We also tend to use the confirmatory bias, or the base-rate fallacy when we use heuristics. If I were to give a jar full of 1000 jelly bean to a group of kids and say you could keep them if you guess how many. I would start off with saying 300, all guesses would be in that range despite there being 1000 jelly beans in the jar. As each child guesses closer to 300, it becomes hard to go outside that number. This would involve seeking out information that specifically supports an opinion or certain information you have, while ignoring examples or incidents that would suggest otherwise. More telling is the base rate fallacy in diagnosis. If you have a patient with some very specific symptoms that match an incredibly rare disease, it is still a much more realistic assumption for you to make that he has a more common disease, even if the symptoms don’t match that generic disease perfectly. That is when a heuristic become dangerous.

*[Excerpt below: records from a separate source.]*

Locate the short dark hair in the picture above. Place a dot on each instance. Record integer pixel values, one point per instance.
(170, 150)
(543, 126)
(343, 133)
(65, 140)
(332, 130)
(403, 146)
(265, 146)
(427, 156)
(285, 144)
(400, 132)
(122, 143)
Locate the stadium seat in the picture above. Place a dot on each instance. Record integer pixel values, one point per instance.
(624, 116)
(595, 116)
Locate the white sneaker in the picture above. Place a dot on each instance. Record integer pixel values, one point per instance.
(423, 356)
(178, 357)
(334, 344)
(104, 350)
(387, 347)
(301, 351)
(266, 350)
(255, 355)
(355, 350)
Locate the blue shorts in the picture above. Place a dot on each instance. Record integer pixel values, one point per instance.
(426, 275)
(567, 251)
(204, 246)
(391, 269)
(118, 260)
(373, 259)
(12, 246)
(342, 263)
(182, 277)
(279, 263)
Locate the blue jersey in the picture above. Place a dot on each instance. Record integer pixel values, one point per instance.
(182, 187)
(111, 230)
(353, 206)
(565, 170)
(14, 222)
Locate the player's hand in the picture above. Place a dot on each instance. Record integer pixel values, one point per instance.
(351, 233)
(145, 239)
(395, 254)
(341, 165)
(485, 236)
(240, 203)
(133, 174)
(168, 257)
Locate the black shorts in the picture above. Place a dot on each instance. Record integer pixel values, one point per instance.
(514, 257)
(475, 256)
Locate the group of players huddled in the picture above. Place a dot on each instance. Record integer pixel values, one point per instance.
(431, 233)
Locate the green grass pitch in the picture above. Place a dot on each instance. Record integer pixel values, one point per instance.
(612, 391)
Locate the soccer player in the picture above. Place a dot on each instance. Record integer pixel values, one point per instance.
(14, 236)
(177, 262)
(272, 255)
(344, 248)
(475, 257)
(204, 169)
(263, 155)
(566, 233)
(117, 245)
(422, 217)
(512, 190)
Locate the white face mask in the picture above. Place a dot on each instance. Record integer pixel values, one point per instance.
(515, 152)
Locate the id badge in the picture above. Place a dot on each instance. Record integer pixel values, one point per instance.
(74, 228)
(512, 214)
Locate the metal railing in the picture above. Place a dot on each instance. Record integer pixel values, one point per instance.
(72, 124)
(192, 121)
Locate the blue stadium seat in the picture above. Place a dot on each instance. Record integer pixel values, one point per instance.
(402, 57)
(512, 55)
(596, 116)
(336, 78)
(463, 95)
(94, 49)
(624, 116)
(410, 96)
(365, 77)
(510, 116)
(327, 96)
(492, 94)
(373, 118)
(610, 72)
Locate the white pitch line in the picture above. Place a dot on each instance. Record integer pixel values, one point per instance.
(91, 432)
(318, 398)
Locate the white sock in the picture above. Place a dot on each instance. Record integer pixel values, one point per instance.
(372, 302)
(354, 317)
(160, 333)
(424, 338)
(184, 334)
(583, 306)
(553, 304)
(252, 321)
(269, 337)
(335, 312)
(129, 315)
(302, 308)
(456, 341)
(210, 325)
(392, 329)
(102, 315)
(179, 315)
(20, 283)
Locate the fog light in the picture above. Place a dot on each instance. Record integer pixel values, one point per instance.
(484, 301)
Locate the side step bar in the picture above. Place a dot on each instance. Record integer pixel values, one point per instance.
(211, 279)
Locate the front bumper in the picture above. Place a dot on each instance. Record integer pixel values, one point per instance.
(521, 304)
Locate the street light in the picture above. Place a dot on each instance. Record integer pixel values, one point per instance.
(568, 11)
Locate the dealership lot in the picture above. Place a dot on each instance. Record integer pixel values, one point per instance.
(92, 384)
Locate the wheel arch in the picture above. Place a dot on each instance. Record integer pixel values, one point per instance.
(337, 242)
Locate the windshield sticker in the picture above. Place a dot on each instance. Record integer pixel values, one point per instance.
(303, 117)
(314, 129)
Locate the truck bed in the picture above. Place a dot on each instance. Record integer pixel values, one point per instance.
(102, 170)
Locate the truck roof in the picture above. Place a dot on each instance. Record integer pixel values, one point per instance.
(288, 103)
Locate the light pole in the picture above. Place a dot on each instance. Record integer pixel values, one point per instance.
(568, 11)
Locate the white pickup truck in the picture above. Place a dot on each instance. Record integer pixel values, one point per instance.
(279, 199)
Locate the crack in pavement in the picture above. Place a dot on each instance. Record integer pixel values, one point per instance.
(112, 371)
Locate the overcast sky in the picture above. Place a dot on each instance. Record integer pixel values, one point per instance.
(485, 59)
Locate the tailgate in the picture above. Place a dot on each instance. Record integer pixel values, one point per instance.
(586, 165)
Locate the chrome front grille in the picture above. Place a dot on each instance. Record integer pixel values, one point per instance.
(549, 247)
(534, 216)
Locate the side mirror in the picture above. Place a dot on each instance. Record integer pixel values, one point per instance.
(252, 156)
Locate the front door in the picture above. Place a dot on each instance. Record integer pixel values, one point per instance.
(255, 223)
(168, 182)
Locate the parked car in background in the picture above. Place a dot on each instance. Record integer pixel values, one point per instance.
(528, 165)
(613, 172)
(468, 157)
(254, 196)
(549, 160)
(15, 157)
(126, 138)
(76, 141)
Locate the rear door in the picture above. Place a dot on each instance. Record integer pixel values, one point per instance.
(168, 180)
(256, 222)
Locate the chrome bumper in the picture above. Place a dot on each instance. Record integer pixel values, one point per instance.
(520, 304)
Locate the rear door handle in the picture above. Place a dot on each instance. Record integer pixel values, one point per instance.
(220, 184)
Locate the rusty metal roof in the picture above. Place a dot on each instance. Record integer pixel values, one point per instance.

This is the main problem with using heuristics: it leads us to make many errors in judgment. At the same time, we need to rely on heuristics or else we would expend too much cognitive energy and resources on small problems, like how to avoid dog poop in the middle of the sidewalk. Heuristics help speed along the mental process, increase our efficiency, get our butts moving, and direct us where to focus—but they must be tempered, controlled and evaluated before we give them too much credence. Heuristics lead to prejudice, stereotyping, profiling and media reports of judgement errors that make us look like idiots. Heuristics are often automatic and subconscious, and we need to bring them into the consciousness to control them. And in the age of cell phones, body cameras, and people willing to criticize your every move or lack of filtering, there is less tolerance for our brain farts caused by an old heuristic.

 Police psychology: simple steps3 Steps to Bring Your Heuristics into Consciousness

  1.  Educate Yourself. I know his sound a little too obvious to be in one of my steps, but heuristics is an important concept and you need to know the breadth of heuristics. There are social heuristics like imitating success, conformity and tit-for-tat, and personal heuristics like availability, representativeness and past going forward. You’ve got to understand how these heuristics affect your life in order to make a change. So the first step is to spend an hour reading on heuristics. Even Wikipedia has good articles at https://en.wikipedia.org/wiki/Heuristic and https://en.wikipedia.org/wiki/Social_heuristics. Knowledge will give you the major tool you need to go to the next step.
  2. Recognize. You have to get yourself in the mode of seeing when you are using a mental shortcut in a situation. Prejudices, stereotypes and biases are sometimes good, but often lead you down a wrong path. Remember, the way people change is to first analyze what they are doing, then change while in the process. You must see yourself for what you are doing first, then you can move forward.
  3. Apply Filters.   The last step is to apply filters to what you are doing. Think before your speak or act. Try to see the situation from a different angle. “Why is the person saying this?” “Will I get any advantage from adding my two cents at this point?” These kinds of things will slow you down, but may help you by not making a huge mistake. When solving a problem ask yourself, “how would _____ fix this?” the blank of course being someone you respect to handle the problem. The goal is not to end shortcuts, but to cause yourself to not waste words and energy in areas that could do you detriment.